During the five years of the existence of the Soviet regime, and particularly during the first four, Vladimir Illitch had no opportunity to take the least rest. Last summer serious illness forced him to give up his daily work. When I saw him recently, however, I was surprised at the fact that Vladimir Illitch, “who reads almost no newspapers”, was remarkably well-posted on events of any importance, and held opinions “of a man badly informed” so suited to the present need that the directing departments of our party soon agreed to them.
Vladimir Illitch is returning to activity after a long convalescence. The world will see how much the “first-hand” reports on the illness of Lenin spread broadcast by all our opponents, from the monarchists to the mensheviks and S.R.’s were worth. During the two weeks of 1918, when, seriously wounded, he struggled against death, Vladimir Illitch won more popularity than at any other time in his life. Whoever attends our mass meetings to-day, whoever has seen how the Russian working people, even non-partizans, follow the illness and recovery of Lenin, will be deeply convinced that this crisis in health, and the invidious counter-revolutionary activities of which it has been the outcome, has only strengthened, more than was expected in 1918, the affection which the masses of Russia bear to Vladimir Illitch.
How pitiable appear to-day all the sordid, petty intrigues of Milioukov, of Tchernov, of Dan, whose newspapers published on “the hopeless condition” of Lenin, so many articles expressing malicious joy in each line! How ridiculous these people appear again in publishing information on the “crisis in our party” and the “struggle for power” amongst us! Milioukov has printed numerous articles in his Paris daily on the health of Lenin written as if they were medical diagnoses. Such chosen morsels from this collection deserve to be preserved in the literature of humor. In its entirety, the campaign of false news and lies conducted by the bourgeois press at the time of the illness of Lenin summarizes all the campaigns of this kind directed against the power of the Soviets.

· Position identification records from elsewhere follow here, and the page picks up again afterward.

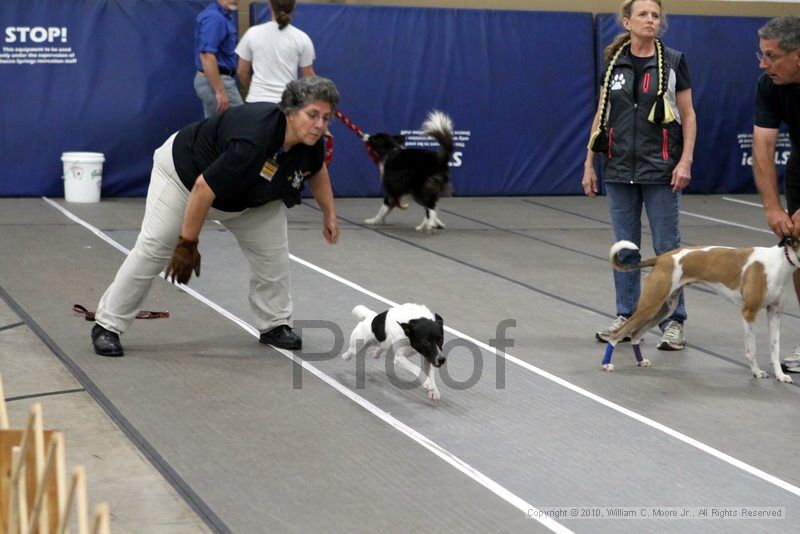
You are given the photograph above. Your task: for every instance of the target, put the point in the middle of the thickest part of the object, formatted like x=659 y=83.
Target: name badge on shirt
x=269 y=169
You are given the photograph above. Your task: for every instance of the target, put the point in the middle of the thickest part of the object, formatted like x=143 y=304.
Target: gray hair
x=785 y=30
x=299 y=93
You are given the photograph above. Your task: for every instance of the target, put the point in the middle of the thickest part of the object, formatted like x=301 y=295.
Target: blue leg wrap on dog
x=637 y=351
x=609 y=352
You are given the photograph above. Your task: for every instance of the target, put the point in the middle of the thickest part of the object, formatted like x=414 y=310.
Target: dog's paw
x=434 y=394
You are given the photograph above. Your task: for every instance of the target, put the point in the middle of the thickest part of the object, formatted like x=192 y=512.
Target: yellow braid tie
x=604 y=104
x=661 y=97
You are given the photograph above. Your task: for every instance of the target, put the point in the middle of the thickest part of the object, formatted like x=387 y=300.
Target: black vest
x=640 y=151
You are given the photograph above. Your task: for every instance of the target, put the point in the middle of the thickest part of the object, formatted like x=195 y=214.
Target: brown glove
x=184 y=259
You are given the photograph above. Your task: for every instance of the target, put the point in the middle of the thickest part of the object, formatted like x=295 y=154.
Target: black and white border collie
x=423 y=174
x=403 y=330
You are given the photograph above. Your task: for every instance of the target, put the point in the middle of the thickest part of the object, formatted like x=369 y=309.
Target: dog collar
x=793 y=262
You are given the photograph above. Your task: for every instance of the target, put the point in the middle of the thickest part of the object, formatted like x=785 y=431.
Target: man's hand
x=681 y=176
x=222 y=100
x=589 y=182
x=330 y=229
x=780 y=222
x=185 y=258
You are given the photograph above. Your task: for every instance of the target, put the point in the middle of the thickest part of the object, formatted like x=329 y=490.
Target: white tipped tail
x=362 y=312
x=437 y=122
x=618 y=247
x=439 y=126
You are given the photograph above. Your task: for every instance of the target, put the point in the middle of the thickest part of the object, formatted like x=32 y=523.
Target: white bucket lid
x=86 y=157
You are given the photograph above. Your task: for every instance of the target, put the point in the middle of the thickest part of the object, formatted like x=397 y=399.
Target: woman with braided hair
x=645 y=129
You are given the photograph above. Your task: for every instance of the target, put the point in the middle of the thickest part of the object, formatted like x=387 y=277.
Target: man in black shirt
x=778 y=100
x=242 y=167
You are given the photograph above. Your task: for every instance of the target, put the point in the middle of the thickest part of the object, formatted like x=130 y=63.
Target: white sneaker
x=672 y=337
x=604 y=335
x=791 y=364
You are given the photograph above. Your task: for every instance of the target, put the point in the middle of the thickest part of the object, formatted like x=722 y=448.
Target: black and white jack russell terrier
x=404 y=331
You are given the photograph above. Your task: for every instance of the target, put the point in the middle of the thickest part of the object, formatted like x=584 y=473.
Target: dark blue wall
x=520 y=86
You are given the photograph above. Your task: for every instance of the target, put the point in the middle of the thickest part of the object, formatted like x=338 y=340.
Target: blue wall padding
x=130 y=88
x=506 y=77
x=720 y=52
x=520 y=86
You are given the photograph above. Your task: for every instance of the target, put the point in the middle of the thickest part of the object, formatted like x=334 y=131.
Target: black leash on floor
x=89 y=315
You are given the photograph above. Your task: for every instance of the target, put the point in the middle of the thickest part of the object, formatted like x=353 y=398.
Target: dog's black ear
x=440 y=322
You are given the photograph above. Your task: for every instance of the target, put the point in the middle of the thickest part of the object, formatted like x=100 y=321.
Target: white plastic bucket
x=83 y=175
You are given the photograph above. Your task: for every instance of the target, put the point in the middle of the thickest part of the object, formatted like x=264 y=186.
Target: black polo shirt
x=230 y=150
x=776 y=104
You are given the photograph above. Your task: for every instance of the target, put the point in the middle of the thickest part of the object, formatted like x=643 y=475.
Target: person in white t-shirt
x=274 y=52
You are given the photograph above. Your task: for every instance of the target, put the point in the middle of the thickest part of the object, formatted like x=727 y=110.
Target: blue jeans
x=206 y=93
x=625 y=206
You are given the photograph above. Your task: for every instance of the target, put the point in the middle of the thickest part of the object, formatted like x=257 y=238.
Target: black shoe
x=106 y=342
x=282 y=337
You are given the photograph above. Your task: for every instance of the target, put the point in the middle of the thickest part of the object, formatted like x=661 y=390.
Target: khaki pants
x=261 y=233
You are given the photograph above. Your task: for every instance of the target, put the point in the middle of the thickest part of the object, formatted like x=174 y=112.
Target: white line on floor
x=516 y=501
x=746 y=202
x=729 y=223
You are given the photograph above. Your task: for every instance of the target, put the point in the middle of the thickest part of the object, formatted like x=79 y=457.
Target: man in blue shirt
x=215 y=37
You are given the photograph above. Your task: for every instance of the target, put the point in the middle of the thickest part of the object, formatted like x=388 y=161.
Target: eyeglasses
x=314 y=115
x=769 y=59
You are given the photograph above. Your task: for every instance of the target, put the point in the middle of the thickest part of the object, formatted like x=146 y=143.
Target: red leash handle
x=360 y=134
x=89 y=315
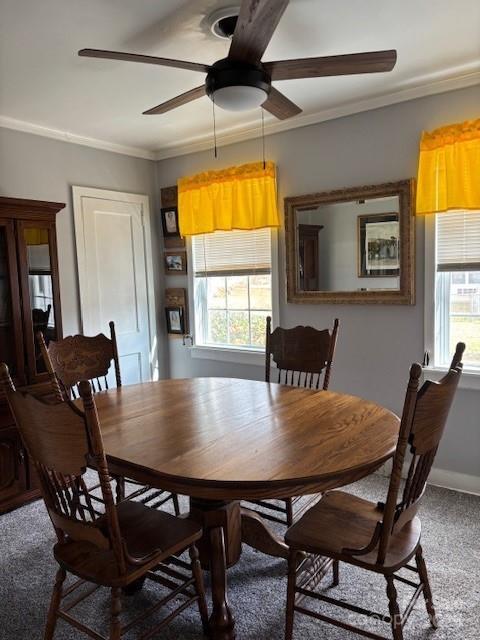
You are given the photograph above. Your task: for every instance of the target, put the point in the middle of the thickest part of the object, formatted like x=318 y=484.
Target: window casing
x=453 y=244
x=232 y=288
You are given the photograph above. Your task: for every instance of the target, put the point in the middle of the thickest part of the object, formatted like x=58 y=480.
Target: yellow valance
x=449 y=168
x=243 y=197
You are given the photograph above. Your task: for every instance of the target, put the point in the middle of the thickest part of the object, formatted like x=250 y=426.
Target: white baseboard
x=444 y=478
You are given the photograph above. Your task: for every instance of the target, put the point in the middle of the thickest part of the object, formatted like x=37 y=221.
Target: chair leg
x=199 y=588
x=336 y=573
x=292 y=581
x=54 y=604
x=120 y=488
x=427 y=592
x=289 y=511
x=116 y=608
x=396 y=618
x=176 y=505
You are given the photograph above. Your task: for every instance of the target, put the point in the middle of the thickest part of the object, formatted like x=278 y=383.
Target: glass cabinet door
x=11 y=350
x=40 y=290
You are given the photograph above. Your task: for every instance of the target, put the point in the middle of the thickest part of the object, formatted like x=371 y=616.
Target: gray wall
x=377 y=343
x=43 y=169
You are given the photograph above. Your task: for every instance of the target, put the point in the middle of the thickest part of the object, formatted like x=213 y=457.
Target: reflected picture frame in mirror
x=384 y=239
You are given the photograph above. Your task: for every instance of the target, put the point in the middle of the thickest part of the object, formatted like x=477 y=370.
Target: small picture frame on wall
x=170 y=222
x=378 y=245
x=175 y=320
x=175 y=262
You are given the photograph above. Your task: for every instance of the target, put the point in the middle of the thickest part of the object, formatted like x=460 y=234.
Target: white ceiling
x=46 y=88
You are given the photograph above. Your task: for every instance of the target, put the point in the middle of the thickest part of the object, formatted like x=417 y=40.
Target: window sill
x=470 y=378
x=223 y=354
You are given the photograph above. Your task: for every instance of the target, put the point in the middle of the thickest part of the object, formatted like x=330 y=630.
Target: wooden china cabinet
x=29 y=302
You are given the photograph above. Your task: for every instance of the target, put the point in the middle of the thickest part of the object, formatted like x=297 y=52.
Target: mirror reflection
x=349 y=246
x=40 y=287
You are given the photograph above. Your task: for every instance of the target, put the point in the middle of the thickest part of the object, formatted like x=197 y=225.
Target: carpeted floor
x=257 y=585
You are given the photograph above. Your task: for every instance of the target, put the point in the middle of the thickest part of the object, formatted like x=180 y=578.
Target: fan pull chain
x=214 y=129
x=263 y=137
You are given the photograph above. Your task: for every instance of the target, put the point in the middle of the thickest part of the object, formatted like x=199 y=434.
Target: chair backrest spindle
x=78 y=358
x=301 y=354
x=423 y=422
x=62 y=441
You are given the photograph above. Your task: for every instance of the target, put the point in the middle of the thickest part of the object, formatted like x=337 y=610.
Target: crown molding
x=402 y=95
x=73 y=138
x=422 y=87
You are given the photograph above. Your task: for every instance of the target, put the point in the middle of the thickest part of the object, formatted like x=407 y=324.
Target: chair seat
x=342 y=521
x=144 y=530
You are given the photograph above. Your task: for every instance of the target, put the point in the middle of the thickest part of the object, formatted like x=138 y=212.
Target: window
x=457 y=287
x=232 y=273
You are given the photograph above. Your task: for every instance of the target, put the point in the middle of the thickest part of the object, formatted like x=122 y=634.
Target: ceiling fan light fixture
x=239 y=97
x=237 y=86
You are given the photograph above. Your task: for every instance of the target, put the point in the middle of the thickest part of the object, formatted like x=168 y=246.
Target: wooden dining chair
x=117 y=548
x=77 y=358
x=303 y=356
x=381 y=537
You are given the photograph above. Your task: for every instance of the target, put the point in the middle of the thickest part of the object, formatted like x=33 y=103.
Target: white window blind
x=232 y=252
x=458 y=241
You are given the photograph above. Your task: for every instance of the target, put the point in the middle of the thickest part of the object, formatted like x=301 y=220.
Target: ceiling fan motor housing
x=229 y=73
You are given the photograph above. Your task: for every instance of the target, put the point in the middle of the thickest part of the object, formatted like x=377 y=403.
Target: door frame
x=78 y=193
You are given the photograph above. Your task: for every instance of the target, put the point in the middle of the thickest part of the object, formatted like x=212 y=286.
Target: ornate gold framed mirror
x=354 y=245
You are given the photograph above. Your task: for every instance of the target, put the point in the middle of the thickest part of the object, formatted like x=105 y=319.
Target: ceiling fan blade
x=183 y=98
x=280 y=106
x=136 y=57
x=369 y=62
x=256 y=23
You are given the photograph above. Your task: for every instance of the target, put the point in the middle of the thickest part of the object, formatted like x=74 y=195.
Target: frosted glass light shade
x=239 y=97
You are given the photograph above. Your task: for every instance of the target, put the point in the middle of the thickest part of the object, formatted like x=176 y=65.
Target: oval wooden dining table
x=222 y=440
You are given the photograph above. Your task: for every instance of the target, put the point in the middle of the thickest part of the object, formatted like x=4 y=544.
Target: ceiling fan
x=242 y=81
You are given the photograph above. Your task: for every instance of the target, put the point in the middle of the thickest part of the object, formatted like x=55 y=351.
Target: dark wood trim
x=405 y=189
x=16 y=214
x=15 y=298
x=29 y=209
x=33 y=376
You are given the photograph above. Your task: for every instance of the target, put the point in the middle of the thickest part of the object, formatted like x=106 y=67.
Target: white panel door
x=115 y=274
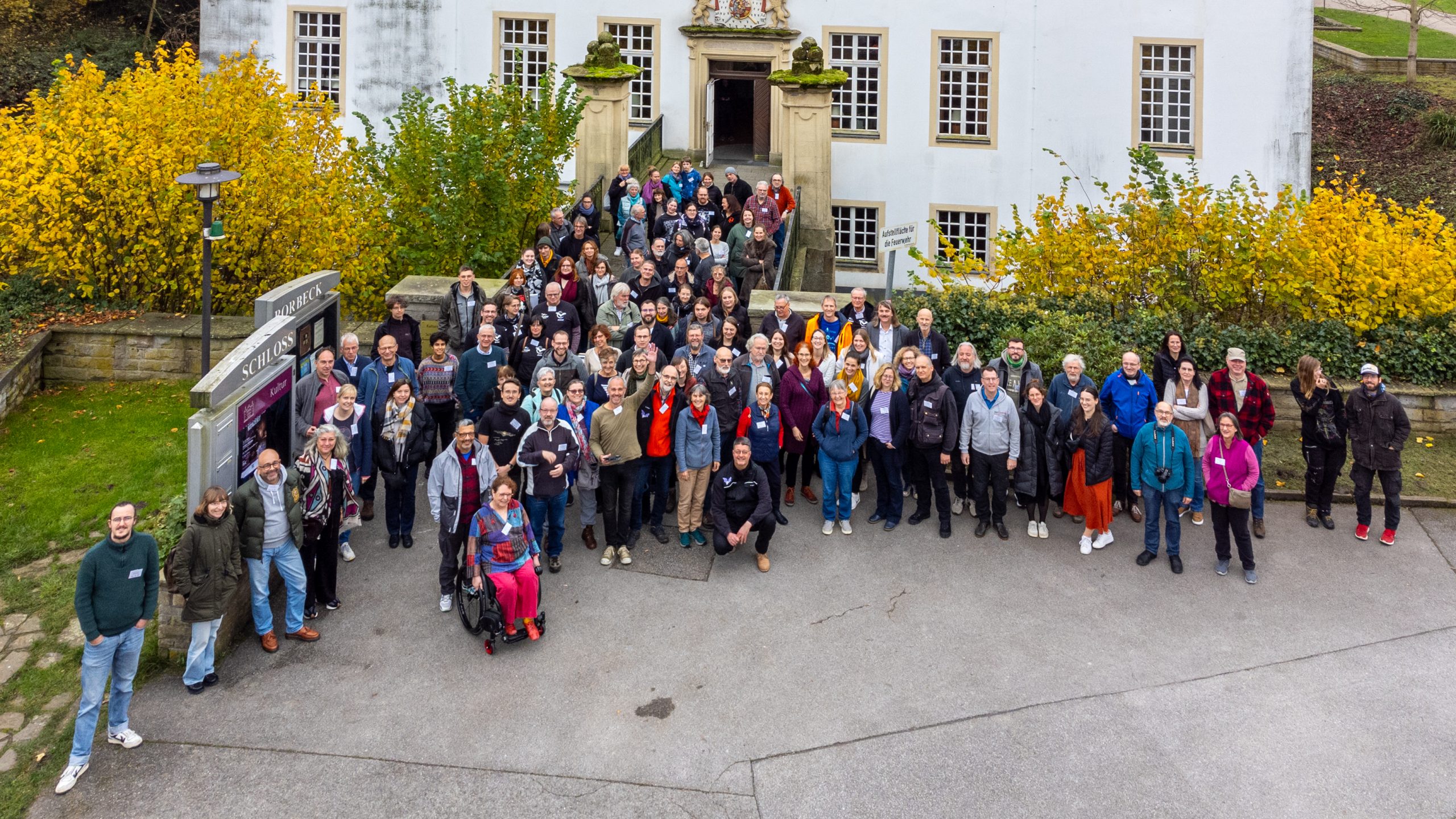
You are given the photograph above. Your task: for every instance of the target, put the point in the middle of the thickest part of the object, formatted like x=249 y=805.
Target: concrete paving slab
x=650 y=680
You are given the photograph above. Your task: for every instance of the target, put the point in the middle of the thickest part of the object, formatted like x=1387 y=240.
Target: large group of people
x=644 y=391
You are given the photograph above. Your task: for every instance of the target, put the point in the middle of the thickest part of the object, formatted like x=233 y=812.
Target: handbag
x=1238 y=499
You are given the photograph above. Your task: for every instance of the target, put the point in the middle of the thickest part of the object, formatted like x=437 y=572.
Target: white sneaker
x=126 y=739
x=69 y=777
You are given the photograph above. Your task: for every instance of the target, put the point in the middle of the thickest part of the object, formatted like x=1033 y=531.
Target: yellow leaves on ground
x=88 y=197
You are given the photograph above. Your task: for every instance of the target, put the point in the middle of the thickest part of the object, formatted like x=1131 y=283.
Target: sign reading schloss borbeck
x=296 y=297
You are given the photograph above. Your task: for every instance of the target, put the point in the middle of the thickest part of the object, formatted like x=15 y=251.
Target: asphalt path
x=868 y=675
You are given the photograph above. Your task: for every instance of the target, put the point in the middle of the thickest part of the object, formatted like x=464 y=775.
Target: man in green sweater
x=115 y=597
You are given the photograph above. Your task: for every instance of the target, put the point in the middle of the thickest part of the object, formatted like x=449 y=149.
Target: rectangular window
x=965 y=88
x=967 y=231
x=635 y=42
x=857 y=102
x=857 y=234
x=1167 y=88
x=319 y=55
x=524 y=53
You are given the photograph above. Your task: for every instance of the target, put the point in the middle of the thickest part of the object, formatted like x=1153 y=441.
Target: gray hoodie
x=991 y=431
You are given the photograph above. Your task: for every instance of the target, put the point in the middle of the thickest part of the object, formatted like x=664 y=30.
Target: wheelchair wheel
x=471 y=605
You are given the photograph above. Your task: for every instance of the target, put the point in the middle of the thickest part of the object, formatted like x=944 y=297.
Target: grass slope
x=1384 y=37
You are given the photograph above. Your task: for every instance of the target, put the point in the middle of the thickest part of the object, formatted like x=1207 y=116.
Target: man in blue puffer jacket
x=1127 y=400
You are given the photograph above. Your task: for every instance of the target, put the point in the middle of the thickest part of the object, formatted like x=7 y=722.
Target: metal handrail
x=646 y=149
x=784 y=276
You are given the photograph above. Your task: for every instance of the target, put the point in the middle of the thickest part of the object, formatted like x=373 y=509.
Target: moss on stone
x=832 y=78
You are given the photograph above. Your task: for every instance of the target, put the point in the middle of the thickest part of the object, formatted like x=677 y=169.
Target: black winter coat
x=1378 y=429
x=1098 y=451
x=1033 y=457
x=417 y=445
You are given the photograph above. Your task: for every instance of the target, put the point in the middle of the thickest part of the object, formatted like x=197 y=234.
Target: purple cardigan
x=799 y=406
x=1239 y=461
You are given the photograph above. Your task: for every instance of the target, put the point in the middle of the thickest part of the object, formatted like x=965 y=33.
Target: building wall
x=1066 y=82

His convalescence over, the captain returns to his post of command. The entire crew of the great ship from the first to the last man will retake courage. I do not exaggerate. Our entire party, and with it the best elements of the Russian workers and peasants, will heartily cheer the return of Vladimir Illitch to his daily tasks. The class-conscious workers of all countries will rejoice with us at this new defeat of our enemies.